Every Thursday, we set out all of the resources our volunteers will need for Sunday mornings. It's a piece of the weekly rhythm I have become quite familiar with. This being a Thursday, I resourced. It struck me that I was preparing supplies for events in the future that I would not get to see. I was equipping volunteers, even though I do not necessarily know who is leading this Sunday, for success in the future. Planting seeds, if you will. I will be on the trail by the time those resources are used, so I will not see them in action or maybe the immediate fruits of that labor, but I can trust that Daddy will use them.

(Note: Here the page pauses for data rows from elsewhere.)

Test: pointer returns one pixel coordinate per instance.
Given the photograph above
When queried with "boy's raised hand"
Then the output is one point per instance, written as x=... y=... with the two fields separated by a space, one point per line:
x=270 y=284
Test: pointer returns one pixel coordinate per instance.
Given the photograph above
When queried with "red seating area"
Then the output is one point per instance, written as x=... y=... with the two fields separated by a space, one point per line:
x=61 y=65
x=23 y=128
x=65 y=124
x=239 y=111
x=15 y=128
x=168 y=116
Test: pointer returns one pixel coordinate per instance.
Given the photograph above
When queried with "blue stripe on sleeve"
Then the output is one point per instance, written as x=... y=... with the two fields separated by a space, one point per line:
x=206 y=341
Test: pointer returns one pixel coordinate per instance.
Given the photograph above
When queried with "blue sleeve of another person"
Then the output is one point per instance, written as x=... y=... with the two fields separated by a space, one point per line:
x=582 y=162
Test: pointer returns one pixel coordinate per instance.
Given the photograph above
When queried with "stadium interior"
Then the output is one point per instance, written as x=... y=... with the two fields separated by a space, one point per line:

This is a metaphor for so many things in life. So often, especially in ministry, especially in children's ministry, we do work equivalent to planting seeds. The stories we tell kids, the ways we interact with them and our co-workers, the truth we speak over them, and the ways we love them plant seeds in their little hearts about who God is and who His people are. Though we may not immediately see the fruit of our work (which can be rather frustrating), God is keeping careful watch over those baby plants, and knows exactly when they will bloom and produce fruit.
I certainly have a handful of memories from early childhood that the people involved probably would have considered small in the moment, but they helped define the way I understood people, God, and the way the world works. Small seeds, but with big impacts over time.
Consider what sort of fruit you plant in the lives of those you interact with. Perhaps first impressions you leave and what those look like in the future when people find out you love Jesus. Perhaps how you treat coworkers in front of your kids, or how you interact with cashiers, waiters, and custodians. I have a friend who is incredibly friendly to those who are often taken for granted, like custodians and cashiers, and she changed the way I think about those interactions. Because of her over-the-top friendliness in just a handful of moments when I was around her in those situations, I consciously try to emulate that every time I interact with people I do not know. She unknowingly planted small seeds, but they have definitely made a considerable dent in my day-to-day (and I doubt she knows that).
So I encourage you to consider the types of seeds you plant. Consider if people know what you stand for by how you live, and if not, perhaps address why that might be. It certainly will be food for thought on the trail for me this coming week.